The EACOP project has been under criticism especially by some local and foreign NGOs calling on the owners to suspend its operations, on claims that it was violating environmental and human-rights standards.

These have targeted global lenders and insurance companies lobbying or intimidation them out of any plans to fund the project. Some of the shortcomings that the crusaders claim, include evictions, undervaluation of properties for compensation and disregard of the ecosystem.

John-Bosco Habumugisha, EACOP Ltd Deputy Managing Director, says they are confident that they have operated according to national and international standards that global lenders require.

An independent survey of the oil and gas activities in the Albertine graben commissioned by Barclays Bank concludes that TotalEnergies and its joint venture partners and contractors have largely adhered to the requirements.

The report says delayed disbursements of money and other resettlement packages are the main challenge noted, and this was mainly due to the effects of Covid 19. However, it notes, provisions were put in place where payment was delayed either due to ongoing discussions or other issues, including a 15 percent additional pay.
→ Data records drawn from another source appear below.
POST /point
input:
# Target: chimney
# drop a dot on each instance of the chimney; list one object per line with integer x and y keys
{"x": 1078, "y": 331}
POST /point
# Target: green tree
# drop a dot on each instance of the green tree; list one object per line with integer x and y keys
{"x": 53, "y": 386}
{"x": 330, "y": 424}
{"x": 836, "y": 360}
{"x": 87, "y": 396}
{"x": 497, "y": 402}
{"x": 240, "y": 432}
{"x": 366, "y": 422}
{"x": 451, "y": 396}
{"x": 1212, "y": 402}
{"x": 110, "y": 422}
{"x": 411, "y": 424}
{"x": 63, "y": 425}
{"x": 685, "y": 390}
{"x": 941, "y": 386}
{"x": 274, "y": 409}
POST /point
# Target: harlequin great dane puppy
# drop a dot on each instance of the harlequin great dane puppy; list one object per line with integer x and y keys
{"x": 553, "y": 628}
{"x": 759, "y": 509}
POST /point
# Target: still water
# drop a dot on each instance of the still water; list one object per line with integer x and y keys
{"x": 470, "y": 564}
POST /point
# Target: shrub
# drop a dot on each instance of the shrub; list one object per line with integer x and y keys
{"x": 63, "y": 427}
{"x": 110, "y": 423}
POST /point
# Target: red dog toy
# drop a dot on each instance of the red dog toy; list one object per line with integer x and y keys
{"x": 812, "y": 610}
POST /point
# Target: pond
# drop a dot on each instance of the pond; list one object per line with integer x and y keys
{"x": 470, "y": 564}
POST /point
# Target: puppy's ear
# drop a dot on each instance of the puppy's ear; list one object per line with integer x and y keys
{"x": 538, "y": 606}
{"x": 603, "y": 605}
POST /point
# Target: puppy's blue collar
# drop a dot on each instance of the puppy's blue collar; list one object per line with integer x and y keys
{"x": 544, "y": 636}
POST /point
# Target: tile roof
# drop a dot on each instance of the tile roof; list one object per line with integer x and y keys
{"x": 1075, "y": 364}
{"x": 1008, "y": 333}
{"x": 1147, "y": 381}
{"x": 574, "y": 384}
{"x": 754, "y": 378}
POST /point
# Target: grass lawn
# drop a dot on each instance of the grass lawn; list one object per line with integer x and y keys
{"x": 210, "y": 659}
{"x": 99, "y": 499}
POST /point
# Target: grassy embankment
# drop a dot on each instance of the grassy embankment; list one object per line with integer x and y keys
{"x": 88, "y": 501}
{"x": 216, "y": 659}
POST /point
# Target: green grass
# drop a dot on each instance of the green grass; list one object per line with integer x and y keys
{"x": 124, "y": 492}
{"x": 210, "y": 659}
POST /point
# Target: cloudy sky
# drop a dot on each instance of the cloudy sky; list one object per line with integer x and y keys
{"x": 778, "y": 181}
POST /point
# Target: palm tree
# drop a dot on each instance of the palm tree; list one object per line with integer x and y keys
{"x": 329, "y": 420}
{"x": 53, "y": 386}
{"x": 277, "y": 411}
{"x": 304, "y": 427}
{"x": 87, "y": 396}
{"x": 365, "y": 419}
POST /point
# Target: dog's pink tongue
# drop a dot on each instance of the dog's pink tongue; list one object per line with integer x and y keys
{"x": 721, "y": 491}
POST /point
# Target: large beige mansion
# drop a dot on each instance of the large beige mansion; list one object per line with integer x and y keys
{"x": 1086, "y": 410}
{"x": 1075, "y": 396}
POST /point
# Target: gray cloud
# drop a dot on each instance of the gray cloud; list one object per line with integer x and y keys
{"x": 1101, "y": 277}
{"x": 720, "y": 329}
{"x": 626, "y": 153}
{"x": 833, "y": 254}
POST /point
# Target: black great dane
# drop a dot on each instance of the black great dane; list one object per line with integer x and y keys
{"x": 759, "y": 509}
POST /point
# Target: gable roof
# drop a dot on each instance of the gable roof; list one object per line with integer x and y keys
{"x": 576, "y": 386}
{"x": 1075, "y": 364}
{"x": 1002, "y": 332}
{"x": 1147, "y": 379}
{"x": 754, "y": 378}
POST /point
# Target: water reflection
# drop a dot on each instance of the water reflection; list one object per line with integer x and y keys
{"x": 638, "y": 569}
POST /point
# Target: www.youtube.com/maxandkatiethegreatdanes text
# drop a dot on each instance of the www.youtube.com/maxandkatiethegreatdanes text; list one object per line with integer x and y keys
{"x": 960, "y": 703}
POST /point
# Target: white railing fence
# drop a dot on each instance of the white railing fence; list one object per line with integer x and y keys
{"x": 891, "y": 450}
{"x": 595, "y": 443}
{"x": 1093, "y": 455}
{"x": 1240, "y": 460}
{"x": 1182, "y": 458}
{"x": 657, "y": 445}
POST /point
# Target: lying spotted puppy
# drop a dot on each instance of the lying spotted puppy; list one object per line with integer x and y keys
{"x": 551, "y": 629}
Habumugisha says that EACOP and the shareholders are getting closer to concluding the financing agreements, adding that the talks are going on well, with conclusion in sight before the end of this year.

On her part, Samantha Muhwezi Kassami, the EACOP Legal officer appealed to the public to seek to rely of official information regarding the oil and gas industry, instead of rumours. She was referring to the campaign of the crusaders against EACOP who have caused uncertainty about whether the project would get the financing it needs.

She also reiterated that the ruling by a court in Paris in favour of TotalEnergies and EACOP, a win by the sector because the judges confirmed that the Duty of Vigilance Act was being followed as the companies develop the oil and gas resources.